Construire un plan de maintenance informatique qui tient dans la durée.
Un plan de maintenance informatique répond à quatre questions : quoi entretenir (l’inventaire, classé par criticité), quelles opérations (mises à jour, contrôles, vérification des sauvegardes — préventif d’abord), quand (des fenêtres planifiées qui respectent l’activité) et qui (des responsabilités nommées, un registre tenu). Commencez par l’inventaire : on n’entretient pas ce qu’on ne connaît pas. Et jugez le plan à un seul critère : ce qui est écrit est-il réellement fait, tracé et révisé — ou le document dort-il dans un tiroir ?
1. Inventorier — on n’entretient pas ce qu’on ne connaît pas
Le plan commence par la liste : postes et portables, serveurs physiques et machines virtuelles, équipements réseau — pare-feu, commutateurs, bornes Wi-Fi, onduleurs —, périphériques partagés, services cloud et licences.

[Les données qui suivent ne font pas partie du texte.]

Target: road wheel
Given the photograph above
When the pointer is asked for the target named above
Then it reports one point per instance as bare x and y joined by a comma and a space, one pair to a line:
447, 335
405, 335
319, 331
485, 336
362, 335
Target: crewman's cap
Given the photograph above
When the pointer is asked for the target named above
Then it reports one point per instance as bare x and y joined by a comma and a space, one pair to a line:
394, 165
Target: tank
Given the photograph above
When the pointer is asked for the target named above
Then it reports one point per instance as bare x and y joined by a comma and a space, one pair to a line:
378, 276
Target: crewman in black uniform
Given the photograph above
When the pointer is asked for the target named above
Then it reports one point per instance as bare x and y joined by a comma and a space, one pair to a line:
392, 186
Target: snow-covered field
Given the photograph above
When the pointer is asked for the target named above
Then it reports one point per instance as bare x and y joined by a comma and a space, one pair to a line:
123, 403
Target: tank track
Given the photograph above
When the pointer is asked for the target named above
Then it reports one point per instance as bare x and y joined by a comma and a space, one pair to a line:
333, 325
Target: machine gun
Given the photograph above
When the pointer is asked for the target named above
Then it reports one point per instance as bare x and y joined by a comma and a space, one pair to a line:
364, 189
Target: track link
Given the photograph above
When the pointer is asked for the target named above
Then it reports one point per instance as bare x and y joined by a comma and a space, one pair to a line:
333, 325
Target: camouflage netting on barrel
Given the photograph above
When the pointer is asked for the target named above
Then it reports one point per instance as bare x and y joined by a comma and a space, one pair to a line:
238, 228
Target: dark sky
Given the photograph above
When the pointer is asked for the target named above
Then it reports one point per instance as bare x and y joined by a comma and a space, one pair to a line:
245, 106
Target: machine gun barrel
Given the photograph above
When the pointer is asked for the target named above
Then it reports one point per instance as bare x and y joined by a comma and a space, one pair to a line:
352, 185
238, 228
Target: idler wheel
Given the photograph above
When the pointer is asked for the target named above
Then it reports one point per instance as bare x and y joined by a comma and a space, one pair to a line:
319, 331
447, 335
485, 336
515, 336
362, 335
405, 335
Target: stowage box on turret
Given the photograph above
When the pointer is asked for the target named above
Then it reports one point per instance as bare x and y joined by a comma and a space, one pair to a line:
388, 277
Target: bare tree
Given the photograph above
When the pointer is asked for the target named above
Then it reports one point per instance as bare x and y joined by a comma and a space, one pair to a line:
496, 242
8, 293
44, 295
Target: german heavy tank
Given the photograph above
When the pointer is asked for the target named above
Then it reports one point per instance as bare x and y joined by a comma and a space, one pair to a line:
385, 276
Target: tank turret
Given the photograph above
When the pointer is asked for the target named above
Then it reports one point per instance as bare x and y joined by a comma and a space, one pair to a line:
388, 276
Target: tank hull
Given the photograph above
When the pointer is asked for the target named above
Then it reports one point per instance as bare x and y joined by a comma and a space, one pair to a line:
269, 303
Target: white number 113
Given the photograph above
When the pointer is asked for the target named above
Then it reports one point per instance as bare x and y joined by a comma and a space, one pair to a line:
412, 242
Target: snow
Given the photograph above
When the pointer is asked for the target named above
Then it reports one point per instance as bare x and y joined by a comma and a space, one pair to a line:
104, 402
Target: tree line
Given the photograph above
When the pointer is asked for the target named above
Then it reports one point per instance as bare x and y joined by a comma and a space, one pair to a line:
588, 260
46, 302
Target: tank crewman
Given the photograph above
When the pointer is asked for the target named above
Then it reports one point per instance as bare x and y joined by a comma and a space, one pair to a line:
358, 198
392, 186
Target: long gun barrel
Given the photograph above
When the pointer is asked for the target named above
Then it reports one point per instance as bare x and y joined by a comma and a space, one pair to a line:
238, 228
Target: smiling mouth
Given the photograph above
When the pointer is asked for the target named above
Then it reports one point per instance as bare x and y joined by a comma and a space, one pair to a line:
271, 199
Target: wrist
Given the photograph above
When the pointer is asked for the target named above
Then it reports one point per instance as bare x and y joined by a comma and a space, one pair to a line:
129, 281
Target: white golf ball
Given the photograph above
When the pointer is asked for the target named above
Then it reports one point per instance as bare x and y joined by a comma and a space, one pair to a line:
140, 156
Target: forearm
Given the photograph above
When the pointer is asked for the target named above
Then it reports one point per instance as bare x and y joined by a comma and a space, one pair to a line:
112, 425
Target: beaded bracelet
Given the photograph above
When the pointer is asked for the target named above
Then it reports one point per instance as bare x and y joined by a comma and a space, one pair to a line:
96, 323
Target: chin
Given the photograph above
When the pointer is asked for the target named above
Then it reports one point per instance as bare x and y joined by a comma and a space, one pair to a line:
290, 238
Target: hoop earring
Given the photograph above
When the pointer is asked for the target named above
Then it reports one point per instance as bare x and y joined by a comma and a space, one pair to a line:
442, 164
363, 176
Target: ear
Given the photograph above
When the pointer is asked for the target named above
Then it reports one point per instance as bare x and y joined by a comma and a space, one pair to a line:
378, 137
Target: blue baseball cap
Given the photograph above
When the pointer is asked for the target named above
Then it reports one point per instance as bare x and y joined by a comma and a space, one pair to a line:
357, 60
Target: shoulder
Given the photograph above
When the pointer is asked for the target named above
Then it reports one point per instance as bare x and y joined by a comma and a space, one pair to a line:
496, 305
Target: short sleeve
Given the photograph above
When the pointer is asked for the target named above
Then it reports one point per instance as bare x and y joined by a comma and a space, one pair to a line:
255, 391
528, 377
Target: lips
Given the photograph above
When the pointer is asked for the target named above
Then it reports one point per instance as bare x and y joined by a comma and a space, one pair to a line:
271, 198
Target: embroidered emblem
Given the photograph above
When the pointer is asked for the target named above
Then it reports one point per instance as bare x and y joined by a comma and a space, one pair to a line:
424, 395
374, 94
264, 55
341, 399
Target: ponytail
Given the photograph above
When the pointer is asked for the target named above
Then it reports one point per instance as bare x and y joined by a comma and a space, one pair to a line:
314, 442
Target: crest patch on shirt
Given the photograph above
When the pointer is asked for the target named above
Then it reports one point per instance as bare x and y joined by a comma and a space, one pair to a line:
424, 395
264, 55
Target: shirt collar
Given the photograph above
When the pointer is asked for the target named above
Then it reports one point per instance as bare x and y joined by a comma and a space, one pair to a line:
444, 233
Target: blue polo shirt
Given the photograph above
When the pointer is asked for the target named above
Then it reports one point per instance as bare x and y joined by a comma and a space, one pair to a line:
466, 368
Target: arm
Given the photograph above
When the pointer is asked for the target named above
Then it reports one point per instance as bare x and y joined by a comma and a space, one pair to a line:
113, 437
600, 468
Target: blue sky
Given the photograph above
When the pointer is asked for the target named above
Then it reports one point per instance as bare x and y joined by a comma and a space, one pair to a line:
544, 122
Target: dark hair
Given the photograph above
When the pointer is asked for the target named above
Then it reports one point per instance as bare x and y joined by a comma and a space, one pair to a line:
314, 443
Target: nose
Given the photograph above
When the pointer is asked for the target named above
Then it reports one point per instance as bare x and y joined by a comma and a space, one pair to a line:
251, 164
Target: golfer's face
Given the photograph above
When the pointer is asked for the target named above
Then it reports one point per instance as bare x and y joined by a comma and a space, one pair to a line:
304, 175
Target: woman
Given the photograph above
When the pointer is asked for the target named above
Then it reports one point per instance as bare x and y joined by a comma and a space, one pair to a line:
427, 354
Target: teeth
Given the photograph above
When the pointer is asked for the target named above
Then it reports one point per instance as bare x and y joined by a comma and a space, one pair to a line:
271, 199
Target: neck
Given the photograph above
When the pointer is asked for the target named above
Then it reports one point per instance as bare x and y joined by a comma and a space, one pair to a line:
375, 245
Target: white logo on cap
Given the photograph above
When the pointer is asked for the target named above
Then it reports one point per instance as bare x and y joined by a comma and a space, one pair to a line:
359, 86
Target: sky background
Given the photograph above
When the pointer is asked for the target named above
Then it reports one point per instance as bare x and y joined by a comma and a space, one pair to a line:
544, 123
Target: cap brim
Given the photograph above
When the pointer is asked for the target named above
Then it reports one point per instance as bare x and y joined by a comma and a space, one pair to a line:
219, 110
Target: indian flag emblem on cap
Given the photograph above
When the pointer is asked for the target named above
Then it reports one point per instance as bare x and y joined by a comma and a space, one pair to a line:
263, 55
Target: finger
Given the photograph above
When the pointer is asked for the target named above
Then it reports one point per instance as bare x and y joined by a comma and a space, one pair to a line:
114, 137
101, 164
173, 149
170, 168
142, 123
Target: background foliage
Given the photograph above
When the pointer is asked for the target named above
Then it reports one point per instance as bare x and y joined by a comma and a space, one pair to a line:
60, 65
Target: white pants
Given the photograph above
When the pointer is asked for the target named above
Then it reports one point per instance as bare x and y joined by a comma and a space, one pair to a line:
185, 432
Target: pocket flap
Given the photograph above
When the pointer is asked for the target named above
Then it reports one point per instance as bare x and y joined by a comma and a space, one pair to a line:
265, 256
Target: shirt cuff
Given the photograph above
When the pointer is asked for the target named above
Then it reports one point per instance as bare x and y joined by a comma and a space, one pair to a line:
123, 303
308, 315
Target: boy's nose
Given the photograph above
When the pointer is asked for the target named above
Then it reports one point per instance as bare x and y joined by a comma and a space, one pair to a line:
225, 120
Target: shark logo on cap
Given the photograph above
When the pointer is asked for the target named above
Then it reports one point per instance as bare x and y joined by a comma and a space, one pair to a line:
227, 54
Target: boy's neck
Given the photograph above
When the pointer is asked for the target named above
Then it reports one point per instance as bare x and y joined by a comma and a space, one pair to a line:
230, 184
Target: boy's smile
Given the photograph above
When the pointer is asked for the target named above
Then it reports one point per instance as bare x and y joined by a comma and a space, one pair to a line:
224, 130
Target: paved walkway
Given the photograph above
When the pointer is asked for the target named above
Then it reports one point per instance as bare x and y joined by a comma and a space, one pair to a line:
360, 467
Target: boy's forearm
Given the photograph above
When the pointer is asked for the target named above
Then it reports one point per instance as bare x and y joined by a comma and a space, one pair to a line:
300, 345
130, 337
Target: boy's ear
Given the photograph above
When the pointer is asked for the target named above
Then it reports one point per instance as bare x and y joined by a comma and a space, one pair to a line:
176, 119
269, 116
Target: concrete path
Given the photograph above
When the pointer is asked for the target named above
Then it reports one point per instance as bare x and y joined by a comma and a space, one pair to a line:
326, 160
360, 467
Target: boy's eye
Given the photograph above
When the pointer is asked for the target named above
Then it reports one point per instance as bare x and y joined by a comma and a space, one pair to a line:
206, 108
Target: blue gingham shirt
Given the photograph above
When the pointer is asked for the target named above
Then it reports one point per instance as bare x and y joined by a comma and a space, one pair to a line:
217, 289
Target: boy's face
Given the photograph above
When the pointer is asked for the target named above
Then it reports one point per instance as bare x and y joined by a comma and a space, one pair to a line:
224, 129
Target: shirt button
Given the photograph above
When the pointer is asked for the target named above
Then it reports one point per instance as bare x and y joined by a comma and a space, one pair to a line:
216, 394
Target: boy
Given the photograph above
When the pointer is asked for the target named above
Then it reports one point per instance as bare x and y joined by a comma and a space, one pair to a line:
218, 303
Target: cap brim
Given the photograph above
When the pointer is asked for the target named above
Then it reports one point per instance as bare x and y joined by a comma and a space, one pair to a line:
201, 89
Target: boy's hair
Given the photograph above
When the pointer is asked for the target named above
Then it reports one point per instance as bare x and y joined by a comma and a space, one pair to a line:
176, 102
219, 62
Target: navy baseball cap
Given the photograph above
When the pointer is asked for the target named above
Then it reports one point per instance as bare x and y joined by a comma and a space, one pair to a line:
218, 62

Pour chaque élément : sa fonction, son responsable, sa version et sa date de fin de support quand elle existe.
Classez ensuite par criticité, en une question : que se passe-t-il si cet élément s’arrête demain matin ? Un serveur de fichiers qui bloque toute l’entreprise et le poste d’un stagiaire n’appellent ni le même rythme d’entretien, ni la même urgence de remplacement. Cette hiérarchie, validée avec la direction, dimensionne tout le reste du plan.
2. Définir les opérations préventives, famille par famille
Pour chaque famille d’équipements, le plan liste des opérations concrètes : application des correctifs de sécurité et fenêtres de redémarrage pour les postes et les serveurs ; contrôle de l’espace disque, des journaux et de l’état du stockage ; vérification des sauvegardes — l’exécution et les tests de restauration, qui ne sont pas la même chose ; mise à jour des firmwares réseau ; revue des comptes et des droits ; contrôle des onduleurs et nettoyage physique là où c’est pertinent.
Les rythmes dépendent du parc et de la criticité établie à l’étape précédente — nous ne publions pas de fréquences universelles : elles n’existent pas. La règle qui tient : chaque opération du plan porte un rythme écrit, un responsable nommé et une trace attendue. Une opération « au fil de l’eau », sans échéance, est une opération qui ne sera pas faite.
3. Planifier les fenêtres et nommer les responsables
Les opérations qui interrompent le service — redémarrages, mises à jour majeures, bascules — se font dans des fenêtres de maintenance convenues avec les équipes : en dehors des heures critiques de votre activité, annoncées à l’avance, avec un retour arrière prévu si l’opération tourne mal.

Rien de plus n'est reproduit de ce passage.